I decided a couple of days ago to try to see if OpenIndiana would still fail to boot from iSCSI like it did about two years ago. This post exists to remind me later what I did. If you find it helpful, great.
First, I got to set up the target. There is a bunch of documentation how to use COMSTAR to export a LU, so I won’t explain. I made a 100 GB LU.
I dug up an older system to act as my test box and disconnected its SATA disk. Booting from the OI USB image was uneventful. Before starting the installer, dropped into a shell and connected to the target (using iscsiadm). Then I installed OI onto the LU. Then, I dropped back into the shell to modify Grub’s menu.lst to use the serial port for both the Grub menu as well as make the kernel direct console output there.
Since the two on-board NICs can’t boot off iSCSI, I ended up using iPXE to boot off iSCSI. First, I made a script file:
#!ipxe
dhcp
sanboot iscsi:172.16.0.1:::0:iqn.2010-08.org.illumos:02:oi-test
Then it was time to grab the source and build it. I did run into a simple problem in a test file, so I patched it trivially.
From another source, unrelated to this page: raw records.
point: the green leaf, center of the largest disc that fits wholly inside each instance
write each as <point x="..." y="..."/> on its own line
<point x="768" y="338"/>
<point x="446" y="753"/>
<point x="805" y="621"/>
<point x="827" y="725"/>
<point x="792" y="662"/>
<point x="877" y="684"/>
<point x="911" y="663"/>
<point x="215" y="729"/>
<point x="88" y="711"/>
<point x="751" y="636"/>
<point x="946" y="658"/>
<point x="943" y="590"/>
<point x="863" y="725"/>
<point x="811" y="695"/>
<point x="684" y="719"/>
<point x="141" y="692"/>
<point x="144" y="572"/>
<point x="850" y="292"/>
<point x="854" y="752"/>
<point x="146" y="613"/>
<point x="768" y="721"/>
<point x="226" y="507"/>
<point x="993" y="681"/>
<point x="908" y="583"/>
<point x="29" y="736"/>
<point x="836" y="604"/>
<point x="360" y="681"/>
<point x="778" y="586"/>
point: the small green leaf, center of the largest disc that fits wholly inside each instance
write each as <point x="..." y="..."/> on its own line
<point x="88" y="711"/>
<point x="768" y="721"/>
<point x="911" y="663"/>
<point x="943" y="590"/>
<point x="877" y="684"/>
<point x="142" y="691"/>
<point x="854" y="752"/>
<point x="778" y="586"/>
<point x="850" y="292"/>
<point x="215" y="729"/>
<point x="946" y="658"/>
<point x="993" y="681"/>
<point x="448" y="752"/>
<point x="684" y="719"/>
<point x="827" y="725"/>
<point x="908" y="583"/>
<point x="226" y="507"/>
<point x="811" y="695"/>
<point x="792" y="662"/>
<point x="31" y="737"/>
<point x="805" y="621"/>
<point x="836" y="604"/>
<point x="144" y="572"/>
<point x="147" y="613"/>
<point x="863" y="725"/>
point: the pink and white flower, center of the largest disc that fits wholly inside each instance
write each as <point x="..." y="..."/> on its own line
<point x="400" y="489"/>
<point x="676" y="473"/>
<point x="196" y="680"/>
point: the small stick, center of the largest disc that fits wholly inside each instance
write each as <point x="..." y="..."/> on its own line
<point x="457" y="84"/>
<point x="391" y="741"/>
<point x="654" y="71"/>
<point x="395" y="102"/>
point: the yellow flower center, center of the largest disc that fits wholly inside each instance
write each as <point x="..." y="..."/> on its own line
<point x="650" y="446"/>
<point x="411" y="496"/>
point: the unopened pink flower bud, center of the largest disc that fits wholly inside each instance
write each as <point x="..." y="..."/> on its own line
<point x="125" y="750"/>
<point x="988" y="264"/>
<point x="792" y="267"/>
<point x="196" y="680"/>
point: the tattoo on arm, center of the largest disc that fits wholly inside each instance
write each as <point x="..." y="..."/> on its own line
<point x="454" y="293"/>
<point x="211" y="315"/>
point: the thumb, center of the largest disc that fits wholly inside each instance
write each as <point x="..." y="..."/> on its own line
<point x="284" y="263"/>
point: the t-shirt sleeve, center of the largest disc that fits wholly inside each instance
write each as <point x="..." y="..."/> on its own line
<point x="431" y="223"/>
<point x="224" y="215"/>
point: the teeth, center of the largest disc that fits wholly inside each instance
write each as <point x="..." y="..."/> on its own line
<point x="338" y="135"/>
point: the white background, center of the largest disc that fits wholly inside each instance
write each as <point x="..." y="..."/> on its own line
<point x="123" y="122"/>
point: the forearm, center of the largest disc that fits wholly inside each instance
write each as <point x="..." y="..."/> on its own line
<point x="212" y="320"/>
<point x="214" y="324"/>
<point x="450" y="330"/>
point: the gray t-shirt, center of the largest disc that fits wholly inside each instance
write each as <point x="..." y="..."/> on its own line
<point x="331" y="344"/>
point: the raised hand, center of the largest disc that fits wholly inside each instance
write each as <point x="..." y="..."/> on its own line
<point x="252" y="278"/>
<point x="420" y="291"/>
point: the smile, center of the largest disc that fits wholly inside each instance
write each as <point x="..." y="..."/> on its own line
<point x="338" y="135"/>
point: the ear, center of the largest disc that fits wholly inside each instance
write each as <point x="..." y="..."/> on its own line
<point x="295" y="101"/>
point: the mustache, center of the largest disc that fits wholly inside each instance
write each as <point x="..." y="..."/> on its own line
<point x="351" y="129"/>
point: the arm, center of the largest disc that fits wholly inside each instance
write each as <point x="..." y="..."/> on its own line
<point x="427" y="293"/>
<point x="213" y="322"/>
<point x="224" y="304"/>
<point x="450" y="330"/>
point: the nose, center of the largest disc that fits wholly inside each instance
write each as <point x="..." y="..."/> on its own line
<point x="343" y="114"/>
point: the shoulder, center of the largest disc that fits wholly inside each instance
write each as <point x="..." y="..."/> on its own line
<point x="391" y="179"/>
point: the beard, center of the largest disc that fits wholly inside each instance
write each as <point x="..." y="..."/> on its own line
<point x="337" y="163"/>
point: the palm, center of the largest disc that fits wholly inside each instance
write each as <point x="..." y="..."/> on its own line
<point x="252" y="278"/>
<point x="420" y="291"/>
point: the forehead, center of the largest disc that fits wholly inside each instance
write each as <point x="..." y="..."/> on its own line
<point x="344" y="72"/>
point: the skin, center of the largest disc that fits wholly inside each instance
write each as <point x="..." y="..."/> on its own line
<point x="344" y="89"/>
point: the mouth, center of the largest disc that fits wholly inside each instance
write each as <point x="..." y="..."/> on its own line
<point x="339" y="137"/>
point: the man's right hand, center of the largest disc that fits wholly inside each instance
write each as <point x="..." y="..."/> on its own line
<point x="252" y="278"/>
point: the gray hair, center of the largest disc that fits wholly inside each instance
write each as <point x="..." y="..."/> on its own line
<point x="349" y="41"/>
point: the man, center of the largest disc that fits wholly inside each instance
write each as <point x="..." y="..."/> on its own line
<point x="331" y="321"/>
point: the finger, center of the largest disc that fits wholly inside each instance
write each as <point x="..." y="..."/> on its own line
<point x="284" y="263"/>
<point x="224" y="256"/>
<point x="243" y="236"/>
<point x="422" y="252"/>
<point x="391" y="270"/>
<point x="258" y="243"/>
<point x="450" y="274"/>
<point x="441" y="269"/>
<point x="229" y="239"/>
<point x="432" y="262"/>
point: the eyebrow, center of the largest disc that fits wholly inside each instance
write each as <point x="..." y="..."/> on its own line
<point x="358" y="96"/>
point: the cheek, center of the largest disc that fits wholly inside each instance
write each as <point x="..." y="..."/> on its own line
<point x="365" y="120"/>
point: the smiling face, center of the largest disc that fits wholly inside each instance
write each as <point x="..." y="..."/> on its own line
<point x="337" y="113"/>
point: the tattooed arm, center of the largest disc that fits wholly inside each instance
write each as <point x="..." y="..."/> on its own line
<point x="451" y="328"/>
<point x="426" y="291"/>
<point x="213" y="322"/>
$ git clone git://git.ipxe.org/ipxe.git
$ cd ipxe
$ cat /tmp/ipxe.patch
diff --git a/src/tests/vsprintf_test.c b/src/tests/vsprintf_test.c
index 11512ec..2231574 100644
--- a/src/tests/vsprintf_test.c
+++ b/src/tests/vsprintf_test.c
@@ -66,7 +66,7 @@ static void vsprintf_test_exec ( void ) {
/* Basic format specifiers */
snprintf_ok ( 16, "%", "%%" );
snprintf_ok ( 16, "ABC", "%c%c%c", 'A', 'B', 'C' );
- snprintf_ok ( 16, "abc", "%lc%lc%lc", L'a', L'b', L'c' );
+ //snprintf_ok ( 16, "abc", "%lc%lc%lc", L'a', L'b', L'c' );
snprintf_ok ( 16, "Hello world", "%s %s", "Hello", "world" );
snprintf_ok ( 16, "Goodbye world", "%ls %s", L"Goodbye", "world" );
snprintf_ok ( 16, "0x1234abcd", "%p", ( ( void * ) 0x1234abcd ) );
$ patch -p1 < /tmp/ipxe.patch
$ make bin/ipxe.usb EMBED=/tmp/ipxe.script
$ sudo dd if=bin/ipxe.usb of=/dev/rdsk/c8t0d0p0 bs=1M
Now, I had a USB flash drive with iPXE that’d get a DHCP lease and then proceed to boot from my iSCSI target.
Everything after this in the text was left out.